When the workers arrived in Qatar, they found conditions were worse than promised, with longer working hours, lower wages. But they couldn’t negotiate, they couldn’t leave the country or change company without the permission of their employer… So of the person responsible for these abuses. The worst that could happen was simply not getting paid. However, if you don’t get paid, not only can you no longer send money to feed your family, but you have trouble repaying your hiring fees, or the loan you took out to pay them, with interest. It was a very important topic, endemic to Qatar, with late payments which can also be very damaging. The Qatari government has since intervened.
What have you observed about the financial condition?
Today in Qatar there is a minimum wage of $275 a month with theoretical supplements for room and board. But the construction workers were often offered collective accommodation, in a sort of labor camp, a building where they shared rooms, sometimes twelve, with bunk beds, and in precarious hygienic conditions.

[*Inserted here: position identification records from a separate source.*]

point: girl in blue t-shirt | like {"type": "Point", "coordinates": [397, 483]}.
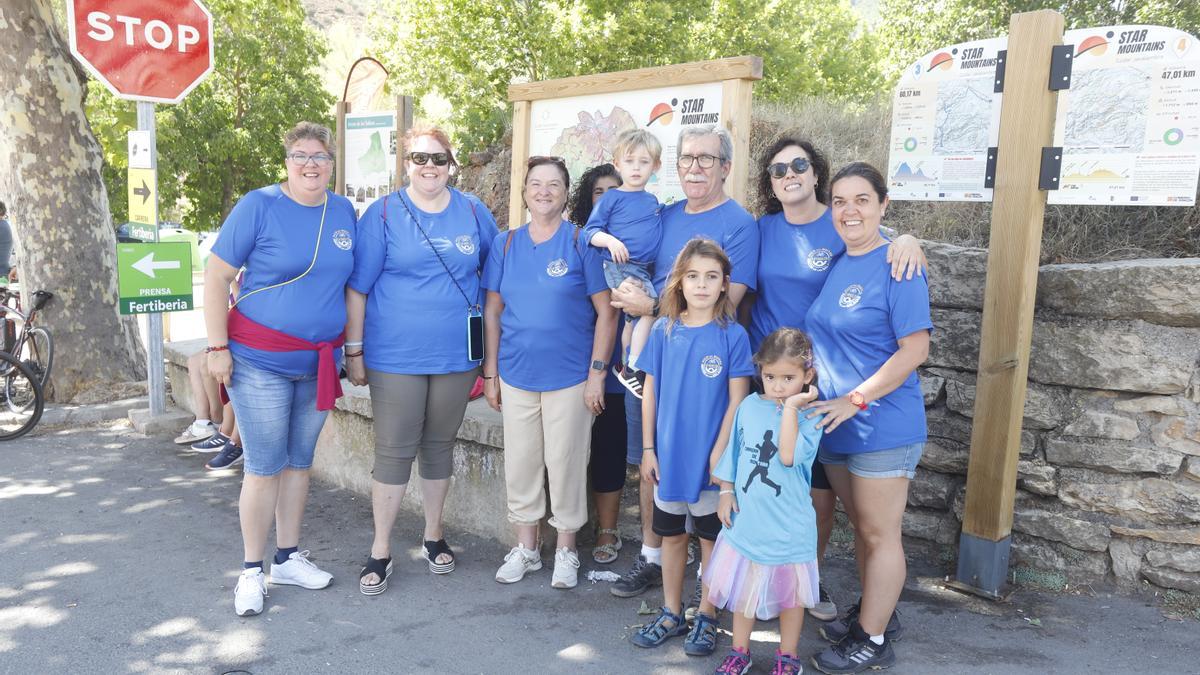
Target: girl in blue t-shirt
{"type": "Point", "coordinates": [697, 364]}
{"type": "Point", "coordinates": [765, 562]}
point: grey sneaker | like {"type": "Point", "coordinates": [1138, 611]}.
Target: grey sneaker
{"type": "Point", "coordinates": [641, 577]}
{"type": "Point", "coordinates": [825, 609]}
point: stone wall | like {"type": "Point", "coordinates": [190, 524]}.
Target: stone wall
{"type": "Point", "coordinates": [1109, 472]}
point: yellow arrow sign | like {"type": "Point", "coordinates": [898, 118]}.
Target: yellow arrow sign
{"type": "Point", "coordinates": [143, 196]}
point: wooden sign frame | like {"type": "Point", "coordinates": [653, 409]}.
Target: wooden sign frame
{"type": "Point", "coordinates": [736, 75]}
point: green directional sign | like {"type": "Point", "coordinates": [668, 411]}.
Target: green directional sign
{"type": "Point", "coordinates": [155, 278]}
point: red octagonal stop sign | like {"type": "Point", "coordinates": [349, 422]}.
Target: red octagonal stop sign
{"type": "Point", "coordinates": [143, 49]}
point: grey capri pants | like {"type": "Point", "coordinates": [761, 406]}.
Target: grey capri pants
{"type": "Point", "coordinates": [417, 414]}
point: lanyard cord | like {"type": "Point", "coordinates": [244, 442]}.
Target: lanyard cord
{"type": "Point", "coordinates": [321, 231]}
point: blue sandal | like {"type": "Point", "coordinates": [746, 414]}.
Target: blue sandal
{"type": "Point", "coordinates": [658, 632]}
{"type": "Point", "coordinates": [702, 638]}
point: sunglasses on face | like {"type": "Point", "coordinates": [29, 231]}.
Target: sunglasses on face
{"type": "Point", "coordinates": [798, 166]}
{"type": "Point", "coordinates": [421, 159]}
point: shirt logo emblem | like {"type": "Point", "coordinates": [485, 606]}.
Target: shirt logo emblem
{"type": "Point", "coordinates": [557, 268]}
{"type": "Point", "coordinates": [851, 296]}
{"type": "Point", "coordinates": [820, 258]}
{"type": "Point", "coordinates": [342, 239]}
{"type": "Point", "coordinates": [711, 365]}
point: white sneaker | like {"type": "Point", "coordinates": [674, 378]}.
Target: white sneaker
{"type": "Point", "coordinates": [519, 561]}
{"type": "Point", "coordinates": [299, 571]}
{"type": "Point", "coordinates": [196, 431]}
{"type": "Point", "coordinates": [567, 568]}
{"type": "Point", "coordinates": [247, 596]}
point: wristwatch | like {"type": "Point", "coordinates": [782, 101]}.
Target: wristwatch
{"type": "Point", "coordinates": [858, 399]}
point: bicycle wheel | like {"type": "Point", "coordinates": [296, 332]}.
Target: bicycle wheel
{"type": "Point", "coordinates": [37, 353]}
{"type": "Point", "coordinates": [23, 399]}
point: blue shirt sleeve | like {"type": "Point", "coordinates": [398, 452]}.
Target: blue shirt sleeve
{"type": "Point", "coordinates": [370, 251]}
{"type": "Point", "coordinates": [909, 303]}
{"type": "Point", "coordinates": [598, 221]}
{"type": "Point", "coordinates": [741, 359]}
{"type": "Point", "coordinates": [742, 246]}
{"type": "Point", "coordinates": [493, 272]}
{"type": "Point", "coordinates": [240, 231]}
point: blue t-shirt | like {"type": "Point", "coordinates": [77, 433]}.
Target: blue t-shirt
{"type": "Point", "coordinates": [691, 369]}
{"type": "Point", "coordinates": [793, 263]}
{"type": "Point", "coordinates": [634, 217]}
{"type": "Point", "coordinates": [417, 316]}
{"type": "Point", "coordinates": [856, 324]}
{"type": "Point", "coordinates": [549, 321]}
{"type": "Point", "coordinates": [274, 237]}
{"type": "Point", "coordinates": [729, 225]}
{"type": "Point", "coordinates": [775, 523]}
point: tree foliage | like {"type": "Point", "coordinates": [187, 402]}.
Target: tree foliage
{"type": "Point", "coordinates": [468, 52]}
{"type": "Point", "coordinates": [225, 138]}
{"type": "Point", "coordinates": [909, 30]}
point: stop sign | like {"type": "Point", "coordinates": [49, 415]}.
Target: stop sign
{"type": "Point", "coordinates": [143, 49]}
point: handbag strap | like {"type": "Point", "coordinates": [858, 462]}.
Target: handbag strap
{"type": "Point", "coordinates": [472, 306]}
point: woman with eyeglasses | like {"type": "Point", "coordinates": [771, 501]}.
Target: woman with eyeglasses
{"type": "Point", "coordinates": [414, 302]}
{"type": "Point", "coordinates": [798, 246]}
{"type": "Point", "coordinates": [550, 334]}
{"type": "Point", "coordinates": [276, 350]}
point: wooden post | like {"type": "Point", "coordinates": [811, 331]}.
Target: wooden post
{"type": "Point", "coordinates": [1026, 125]}
{"type": "Point", "coordinates": [343, 108]}
{"type": "Point", "coordinates": [736, 97]}
{"type": "Point", "coordinates": [521, 111]}
{"type": "Point", "coordinates": [403, 123]}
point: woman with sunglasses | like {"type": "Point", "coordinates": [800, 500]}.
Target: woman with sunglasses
{"type": "Point", "coordinates": [798, 245]}
{"type": "Point", "coordinates": [550, 335]}
{"type": "Point", "coordinates": [413, 300]}
{"type": "Point", "coordinates": [276, 350]}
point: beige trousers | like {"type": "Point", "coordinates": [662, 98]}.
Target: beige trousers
{"type": "Point", "coordinates": [546, 435]}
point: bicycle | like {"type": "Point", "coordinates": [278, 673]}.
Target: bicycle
{"type": "Point", "coordinates": [33, 346]}
{"type": "Point", "coordinates": [23, 398]}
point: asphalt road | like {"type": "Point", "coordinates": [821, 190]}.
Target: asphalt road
{"type": "Point", "coordinates": [119, 554]}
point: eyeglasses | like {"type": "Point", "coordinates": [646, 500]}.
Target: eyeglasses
{"type": "Point", "coordinates": [421, 159]}
{"type": "Point", "coordinates": [798, 166]}
{"type": "Point", "coordinates": [705, 161]}
{"type": "Point", "coordinates": [300, 159]}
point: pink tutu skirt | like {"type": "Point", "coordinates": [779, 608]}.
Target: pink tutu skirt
{"type": "Point", "coordinates": [759, 591]}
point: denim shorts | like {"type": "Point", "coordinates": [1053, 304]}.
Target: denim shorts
{"type": "Point", "coordinates": [616, 273]}
{"type": "Point", "coordinates": [277, 418]}
{"type": "Point", "coordinates": [892, 463]}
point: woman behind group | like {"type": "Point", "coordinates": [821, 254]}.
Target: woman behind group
{"type": "Point", "coordinates": [610, 448]}
{"type": "Point", "coordinates": [276, 351]}
{"type": "Point", "coordinates": [418, 267]}
{"type": "Point", "coordinates": [550, 333]}
{"type": "Point", "coordinates": [870, 333]}
{"type": "Point", "coordinates": [798, 246]}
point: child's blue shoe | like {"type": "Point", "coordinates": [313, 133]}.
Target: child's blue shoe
{"type": "Point", "coordinates": [666, 625]}
{"type": "Point", "coordinates": [702, 638]}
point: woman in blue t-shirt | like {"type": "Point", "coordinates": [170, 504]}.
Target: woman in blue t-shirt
{"type": "Point", "coordinates": [870, 333]}
{"type": "Point", "coordinates": [277, 348]}
{"type": "Point", "coordinates": [414, 288]}
{"type": "Point", "coordinates": [798, 246]}
{"type": "Point", "coordinates": [550, 334]}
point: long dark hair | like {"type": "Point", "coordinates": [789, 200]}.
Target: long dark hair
{"type": "Point", "coordinates": [767, 201]}
{"type": "Point", "coordinates": [581, 202]}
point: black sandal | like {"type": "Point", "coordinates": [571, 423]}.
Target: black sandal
{"type": "Point", "coordinates": [381, 568]}
{"type": "Point", "coordinates": [432, 550]}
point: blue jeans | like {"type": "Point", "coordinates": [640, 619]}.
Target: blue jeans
{"type": "Point", "coordinates": [277, 417]}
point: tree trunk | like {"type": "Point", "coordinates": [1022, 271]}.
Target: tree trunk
{"type": "Point", "coordinates": [51, 180]}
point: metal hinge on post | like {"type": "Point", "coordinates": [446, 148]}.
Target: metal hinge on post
{"type": "Point", "coordinates": [1061, 57]}
{"type": "Point", "coordinates": [1001, 57]}
{"type": "Point", "coordinates": [1051, 168]}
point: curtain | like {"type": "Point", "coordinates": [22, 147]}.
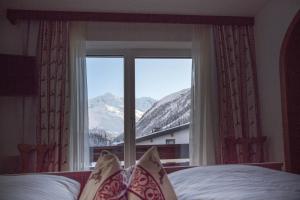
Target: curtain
{"type": "Point", "coordinates": [79, 154]}
{"type": "Point", "coordinates": [238, 101]}
{"type": "Point", "coordinates": [53, 123]}
{"type": "Point", "coordinates": [204, 121]}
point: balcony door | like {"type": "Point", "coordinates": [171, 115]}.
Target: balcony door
{"type": "Point", "coordinates": [136, 102]}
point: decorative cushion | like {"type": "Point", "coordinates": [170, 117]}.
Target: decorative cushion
{"type": "Point", "coordinates": [149, 180]}
{"type": "Point", "coordinates": [107, 182]}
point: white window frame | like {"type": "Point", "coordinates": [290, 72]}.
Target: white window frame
{"type": "Point", "coordinates": [129, 55]}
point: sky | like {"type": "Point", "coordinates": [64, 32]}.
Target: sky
{"type": "Point", "coordinates": [155, 78]}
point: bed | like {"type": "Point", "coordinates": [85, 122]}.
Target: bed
{"type": "Point", "coordinates": [235, 182]}
{"type": "Point", "coordinates": [232, 182]}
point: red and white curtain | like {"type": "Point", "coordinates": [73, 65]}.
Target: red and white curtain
{"type": "Point", "coordinates": [238, 100]}
{"type": "Point", "coordinates": [53, 116]}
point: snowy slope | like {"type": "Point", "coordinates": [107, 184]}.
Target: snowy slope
{"type": "Point", "coordinates": [107, 112]}
{"type": "Point", "coordinates": [170, 111]}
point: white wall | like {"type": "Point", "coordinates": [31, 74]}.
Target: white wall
{"type": "Point", "coordinates": [271, 24]}
{"type": "Point", "coordinates": [13, 130]}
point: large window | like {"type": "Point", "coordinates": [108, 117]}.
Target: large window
{"type": "Point", "coordinates": [105, 80]}
{"type": "Point", "coordinates": [139, 102]}
{"type": "Point", "coordinates": [163, 100]}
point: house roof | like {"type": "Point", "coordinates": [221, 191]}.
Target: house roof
{"type": "Point", "coordinates": [161, 133]}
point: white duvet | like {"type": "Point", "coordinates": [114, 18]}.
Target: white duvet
{"type": "Point", "coordinates": [235, 182]}
{"type": "Point", "coordinates": [38, 187]}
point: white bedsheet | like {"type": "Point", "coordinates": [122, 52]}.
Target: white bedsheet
{"type": "Point", "coordinates": [235, 182]}
{"type": "Point", "coordinates": [38, 187]}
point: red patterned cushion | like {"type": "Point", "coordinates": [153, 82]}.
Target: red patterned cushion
{"type": "Point", "coordinates": [107, 182]}
{"type": "Point", "coordinates": [149, 179]}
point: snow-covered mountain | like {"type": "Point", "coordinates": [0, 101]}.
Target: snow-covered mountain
{"type": "Point", "coordinates": [169, 111]}
{"type": "Point", "coordinates": [107, 112]}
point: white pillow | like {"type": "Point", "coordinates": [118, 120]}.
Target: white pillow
{"type": "Point", "coordinates": [38, 187]}
{"type": "Point", "coordinates": [107, 181]}
{"type": "Point", "coordinates": [149, 180]}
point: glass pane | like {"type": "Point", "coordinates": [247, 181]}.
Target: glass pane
{"type": "Point", "coordinates": [105, 80]}
{"type": "Point", "coordinates": [163, 102]}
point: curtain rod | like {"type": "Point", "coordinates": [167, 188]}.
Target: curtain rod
{"type": "Point", "coordinates": [13, 15]}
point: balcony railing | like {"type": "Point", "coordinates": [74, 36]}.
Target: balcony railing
{"type": "Point", "coordinates": [166, 152]}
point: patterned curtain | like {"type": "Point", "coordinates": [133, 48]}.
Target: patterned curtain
{"type": "Point", "coordinates": [53, 120]}
{"type": "Point", "coordinates": [238, 100]}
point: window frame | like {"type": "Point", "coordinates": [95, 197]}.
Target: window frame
{"type": "Point", "coordinates": [129, 55]}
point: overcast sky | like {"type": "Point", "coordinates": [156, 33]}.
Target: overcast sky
{"type": "Point", "coordinates": [155, 78]}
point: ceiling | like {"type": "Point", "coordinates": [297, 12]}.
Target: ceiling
{"type": "Point", "coordinates": [194, 7]}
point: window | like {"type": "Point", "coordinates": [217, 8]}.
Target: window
{"type": "Point", "coordinates": [170, 141]}
{"type": "Point", "coordinates": [138, 101]}
{"type": "Point", "coordinates": [105, 79]}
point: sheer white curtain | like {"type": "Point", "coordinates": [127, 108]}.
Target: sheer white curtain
{"type": "Point", "coordinates": [79, 152]}
{"type": "Point", "coordinates": [204, 98]}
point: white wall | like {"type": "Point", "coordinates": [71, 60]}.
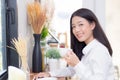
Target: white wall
{"type": "Point", "coordinates": [24, 29]}
{"type": "Point", "coordinates": [98, 7]}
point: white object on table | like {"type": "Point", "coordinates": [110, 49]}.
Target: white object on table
{"type": "Point", "coordinates": [48, 78]}
{"type": "Point", "coordinates": [15, 73]}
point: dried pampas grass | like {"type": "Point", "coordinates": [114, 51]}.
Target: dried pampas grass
{"type": "Point", "coordinates": [37, 16]}
{"type": "Point", "coordinates": [20, 45]}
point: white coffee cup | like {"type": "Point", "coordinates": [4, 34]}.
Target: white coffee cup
{"type": "Point", "coordinates": [48, 78]}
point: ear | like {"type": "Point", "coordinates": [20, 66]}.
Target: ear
{"type": "Point", "coordinates": [92, 25]}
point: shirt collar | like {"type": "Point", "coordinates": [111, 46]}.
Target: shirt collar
{"type": "Point", "coordinates": [89, 46]}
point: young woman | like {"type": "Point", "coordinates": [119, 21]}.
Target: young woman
{"type": "Point", "coordinates": [90, 57]}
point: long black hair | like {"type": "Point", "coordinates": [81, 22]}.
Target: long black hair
{"type": "Point", "coordinates": [98, 33]}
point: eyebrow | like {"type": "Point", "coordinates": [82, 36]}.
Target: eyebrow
{"type": "Point", "coordinates": [78, 22]}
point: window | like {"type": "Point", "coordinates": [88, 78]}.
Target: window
{"type": "Point", "coordinates": [3, 62]}
{"type": "Point", "coordinates": [113, 28]}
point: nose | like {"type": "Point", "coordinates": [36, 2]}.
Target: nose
{"type": "Point", "coordinates": [77, 29]}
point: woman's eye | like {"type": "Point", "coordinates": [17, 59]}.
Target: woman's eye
{"type": "Point", "coordinates": [80, 24]}
{"type": "Point", "coordinates": [73, 26]}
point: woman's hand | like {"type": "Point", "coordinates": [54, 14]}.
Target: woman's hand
{"type": "Point", "coordinates": [71, 58]}
{"type": "Point", "coordinates": [41, 75]}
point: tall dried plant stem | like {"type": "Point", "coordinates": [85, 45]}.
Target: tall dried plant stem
{"type": "Point", "coordinates": [37, 16]}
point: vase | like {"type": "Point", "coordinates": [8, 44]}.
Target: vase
{"type": "Point", "coordinates": [37, 55]}
{"type": "Point", "coordinates": [24, 66]}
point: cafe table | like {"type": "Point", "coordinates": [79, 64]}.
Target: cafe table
{"type": "Point", "coordinates": [33, 74]}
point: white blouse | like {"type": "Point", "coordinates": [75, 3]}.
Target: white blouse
{"type": "Point", "coordinates": [96, 64]}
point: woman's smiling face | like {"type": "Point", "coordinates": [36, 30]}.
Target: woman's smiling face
{"type": "Point", "coordinates": [82, 29]}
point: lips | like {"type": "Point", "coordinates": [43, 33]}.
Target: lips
{"type": "Point", "coordinates": [79, 35]}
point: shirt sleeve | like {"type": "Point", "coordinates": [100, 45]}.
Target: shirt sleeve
{"type": "Point", "coordinates": [98, 69]}
{"type": "Point", "coordinates": [65, 72]}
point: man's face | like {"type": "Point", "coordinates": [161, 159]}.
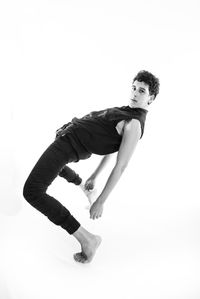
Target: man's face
{"type": "Point", "coordinates": [140, 97]}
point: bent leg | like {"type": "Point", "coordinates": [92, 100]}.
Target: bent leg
{"type": "Point", "coordinates": [41, 176]}
{"type": "Point", "coordinates": [70, 175]}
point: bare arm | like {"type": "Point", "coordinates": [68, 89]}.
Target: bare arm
{"type": "Point", "coordinates": [131, 136]}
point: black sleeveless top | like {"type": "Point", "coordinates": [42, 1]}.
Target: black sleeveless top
{"type": "Point", "coordinates": [96, 132]}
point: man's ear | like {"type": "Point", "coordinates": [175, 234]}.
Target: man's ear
{"type": "Point", "coordinates": [152, 98]}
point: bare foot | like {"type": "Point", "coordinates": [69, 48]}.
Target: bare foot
{"type": "Point", "coordinates": [88, 250]}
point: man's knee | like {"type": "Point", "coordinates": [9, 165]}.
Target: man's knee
{"type": "Point", "coordinates": [30, 192]}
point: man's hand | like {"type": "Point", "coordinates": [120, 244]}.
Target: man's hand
{"type": "Point", "coordinates": [96, 210]}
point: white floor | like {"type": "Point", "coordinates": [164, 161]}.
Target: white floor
{"type": "Point", "coordinates": [148, 251]}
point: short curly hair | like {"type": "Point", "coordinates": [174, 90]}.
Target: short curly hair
{"type": "Point", "coordinates": [150, 80]}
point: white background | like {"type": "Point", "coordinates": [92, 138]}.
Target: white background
{"type": "Point", "coordinates": [60, 59]}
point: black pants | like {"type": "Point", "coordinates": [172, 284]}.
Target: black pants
{"type": "Point", "coordinates": [52, 163]}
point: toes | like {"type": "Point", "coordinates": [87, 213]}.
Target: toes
{"type": "Point", "coordinates": [80, 257]}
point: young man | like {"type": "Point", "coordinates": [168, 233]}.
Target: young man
{"type": "Point", "coordinates": [102, 132]}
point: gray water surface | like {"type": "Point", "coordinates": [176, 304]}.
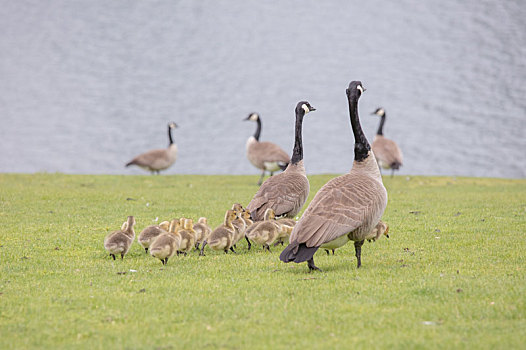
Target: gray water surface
{"type": "Point", "coordinates": [87, 85]}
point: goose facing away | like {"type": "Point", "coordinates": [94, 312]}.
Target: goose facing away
{"type": "Point", "coordinates": [387, 153]}
{"type": "Point", "coordinates": [348, 207]}
{"type": "Point", "coordinates": [150, 233]}
{"type": "Point", "coordinates": [158, 159]}
{"type": "Point", "coordinates": [286, 192]}
{"type": "Point", "coordinates": [119, 242]}
{"type": "Point", "coordinates": [266, 156]}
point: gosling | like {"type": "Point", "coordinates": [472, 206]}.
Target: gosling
{"type": "Point", "coordinates": [119, 242]}
{"type": "Point", "coordinates": [187, 237]}
{"type": "Point", "coordinates": [148, 235]}
{"type": "Point", "coordinates": [222, 236]}
{"type": "Point", "coordinates": [167, 243]}
{"type": "Point", "coordinates": [202, 231]}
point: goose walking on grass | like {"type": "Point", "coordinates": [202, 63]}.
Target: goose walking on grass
{"type": "Point", "coordinates": [119, 242]}
{"type": "Point", "coordinates": [348, 207]}
{"type": "Point", "coordinates": [387, 153]}
{"type": "Point", "coordinates": [158, 159]}
{"type": "Point", "coordinates": [286, 192]}
{"type": "Point", "coordinates": [266, 156]}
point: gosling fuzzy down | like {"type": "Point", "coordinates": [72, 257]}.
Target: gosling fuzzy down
{"type": "Point", "coordinates": [149, 233]}
{"type": "Point", "coordinates": [223, 236]}
{"type": "Point", "coordinates": [119, 242]}
{"type": "Point", "coordinates": [167, 243]}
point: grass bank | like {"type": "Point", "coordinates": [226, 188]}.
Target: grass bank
{"type": "Point", "coordinates": [452, 275]}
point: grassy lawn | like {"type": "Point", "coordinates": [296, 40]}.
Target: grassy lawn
{"type": "Point", "coordinates": [452, 275]}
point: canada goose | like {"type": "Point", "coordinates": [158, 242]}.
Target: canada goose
{"type": "Point", "coordinates": [286, 192]}
{"type": "Point", "coordinates": [202, 230]}
{"type": "Point", "coordinates": [265, 232]}
{"type": "Point", "coordinates": [347, 207]}
{"type": "Point", "coordinates": [119, 242]}
{"type": "Point", "coordinates": [222, 236]}
{"type": "Point", "coordinates": [158, 159]}
{"type": "Point", "coordinates": [148, 234]}
{"type": "Point", "coordinates": [187, 237]}
{"type": "Point", "coordinates": [266, 156]}
{"type": "Point", "coordinates": [380, 229]}
{"type": "Point", "coordinates": [167, 243]}
{"type": "Point", "coordinates": [387, 153]}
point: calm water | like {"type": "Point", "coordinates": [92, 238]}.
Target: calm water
{"type": "Point", "coordinates": [85, 86]}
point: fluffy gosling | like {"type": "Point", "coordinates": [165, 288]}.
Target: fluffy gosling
{"type": "Point", "coordinates": [167, 243]}
{"type": "Point", "coordinates": [222, 236]}
{"type": "Point", "coordinates": [148, 235]}
{"type": "Point", "coordinates": [119, 242]}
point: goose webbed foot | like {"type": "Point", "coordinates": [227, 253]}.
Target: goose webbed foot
{"type": "Point", "coordinates": [358, 249]}
{"type": "Point", "coordinates": [312, 267]}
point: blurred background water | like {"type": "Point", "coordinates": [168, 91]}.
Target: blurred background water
{"type": "Point", "coordinates": [87, 85]}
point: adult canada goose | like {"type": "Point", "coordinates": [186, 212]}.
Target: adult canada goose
{"type": "Point", "coordinates": [167, 243]}
{"type": "Point", "coordinates": [149, 233]}
{"type": "Point", "coordinates": [347, 207]}
{"type": "Point", "coordinates": [266, 156]}
{"type": "Point", "coordinates": [380, 229]}
{"type": "Point", "coordinates": [119, 242]}
{"type": "Point", "coordinates": [387, 153]}
{"type": "Point", "coordinates": [222, 236]}
{"type": "Point", "coordinates": [286, 192]}
{"type": "Point", "coordinates": [202, 230]}
{"type": "Point", "coordinates": [156, 160]}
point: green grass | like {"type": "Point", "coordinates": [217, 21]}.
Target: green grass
{"type": "Point", "coordinates": [452, 275]}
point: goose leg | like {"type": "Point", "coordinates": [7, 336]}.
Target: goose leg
{"type": "Point", "coordinates": [358, 249]}
{"type": "Point", "coordinates": [261, 178]}
{"type": "Point", "coordinates": [201, 253]}
{"type": "Point", "coordinates": [312, 267]}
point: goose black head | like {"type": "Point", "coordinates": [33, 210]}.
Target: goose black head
{"type": "Point", "coordinates": [379, 111]}
{"type": "Point", "coordinates": [305, 106]}
{"type": "Point", "coordinates": [252, 116]}
{"type": "Point", "coordinates": [355, 89]}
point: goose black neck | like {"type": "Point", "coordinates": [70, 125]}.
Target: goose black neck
{"type": "Point", "coordinates": [297, 152]}
{"type": "Point", "coordinates": [361, 145]}
{"type": "Point", "coordinates": [381, 126]}
{"type": "Point", "coordinates": [258, 130]}
{"type": "Point", "coordinates": [170, 135]}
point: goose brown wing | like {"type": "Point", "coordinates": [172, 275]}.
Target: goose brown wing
{"type": "Point", "coordinates": [284, 192]}
{"type": "Point", "coordinates": [341, 206]}
{"type": "Point", "coordinates": [270, 152]}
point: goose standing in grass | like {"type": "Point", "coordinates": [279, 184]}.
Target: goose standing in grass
{"type": "Point", "coordinates": [119, 242]}
{"type": "Point", "coordinates": [222, 236]}
{"type": "Point", "coordinates": [202, 230]}
{"type": "Point", "coordinates": [266, 156]}
{"type": "Point", "coordinates": [387, 153]}
{"type": "Point", "coordinates": [158, 159]}
{"type": "Point", "coordinates": [286, 192]}
{"type": "Point", "coordinates": [148, 234]}
{"type": "Point", "coordinates": [348, 207]}
{"type": "Point", "coordinates": [381, 229]}
{"type": "Point", "coordinates": [187, 234]}
{"type": "Point", "coordinates": [167, 243]}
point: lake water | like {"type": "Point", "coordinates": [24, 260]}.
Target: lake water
{"type": "Point", "coordinates": [87, 85]}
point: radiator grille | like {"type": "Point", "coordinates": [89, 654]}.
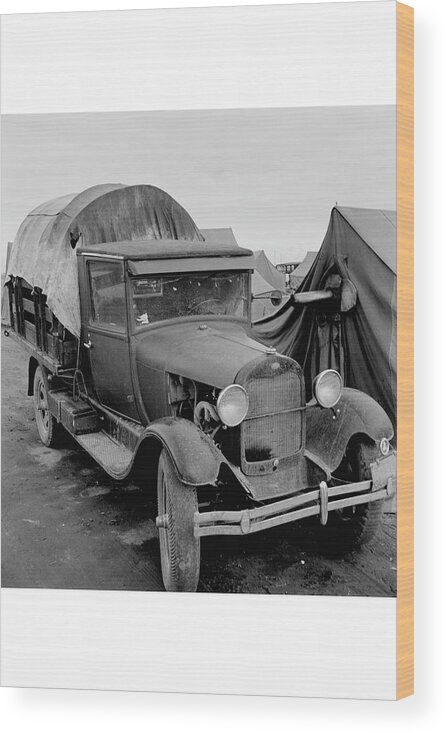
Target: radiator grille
{"type": "Point", "coordinates": [274, 425]}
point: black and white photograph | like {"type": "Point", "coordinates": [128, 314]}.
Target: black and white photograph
{"type": "Point", "coordinates": [199, 300]}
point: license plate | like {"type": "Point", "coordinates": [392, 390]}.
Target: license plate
{"type": "Point", "coordinates": [382, 470]}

Have you seen a significant number of suspicious deaths…
Many of these employees were doing heavy outdoor work in very severe weather conditions. In Qatar and in the Gulf in general, the temperature can rise to 40 degrees for at least six months of the year, with very high humidity. Even walking outdoors in these conditions is very difficult, so you can imagine what it’s like to do hard work. Working hours tended to lengthen, which increased exhaustion. This is where the main story we documented emerged: the deaths of large numbers of young, healthy men.
The British newspaper The Guardian estimated the figure at 6,700 dead. Do you confirm it?
It is impossible to know how many people suspiciously died, as death certificates often only mentioned “natural causes” or “cardiac arrest”, with no mention of the underlying cause of death. Their families therefore received no compensation either from the employer or from Qatar. Young, healthy people often died in their sleep, although they often had no medical history. Dying in these conditions therefore suggests that it was related to what in English is called “heat stress” (heatstroke or hyperthermia in French). We can shed light on these thousands of deaths only through a thorough investigation, which Amnesty calls for.
Has the situation changed today?
Reforms have been introduced but Amnesty has shown in a survey and report that they are not always fully in force. Problems persist, for example, in the hospitality sector or in the safety sector, where workers are sometimes subjected to the same injustices that we have documented for workers on World Cup construction sites. Personally, I was also able to ascertain that domestic workers have suffered a lot, with very difficult working and living conditions, because to all the problems already encountered by other categories of workers, one must add that of isolation and absolute dependence on the employer .
A compensation fund?
Amnesty is asking Fifa to set up a fund of at least 420 million euros to compensate workers who are victims of violations of their rights, deprived of salary, injured, as well as the families of the deceased. The sum represents around 6% of the World Cup’s revenue, which is between five and six billion euros. Fifa has agreed to discuss with Amnesty, without committing. Some national federations, notably the British and German federations, have endorsed the principle. The French Football Federation (FFF) did not express itself categorically, limiting itself to hinting at the hypothesis in a press release at the end of September. On November 2, Ali Ben Samikh Al-Marri, Qatar’s labor minister, categorically rejected this idea, denouncing “a communicative stunt”, according to him an example of latent racism towards a “small Arab and Muslim country”.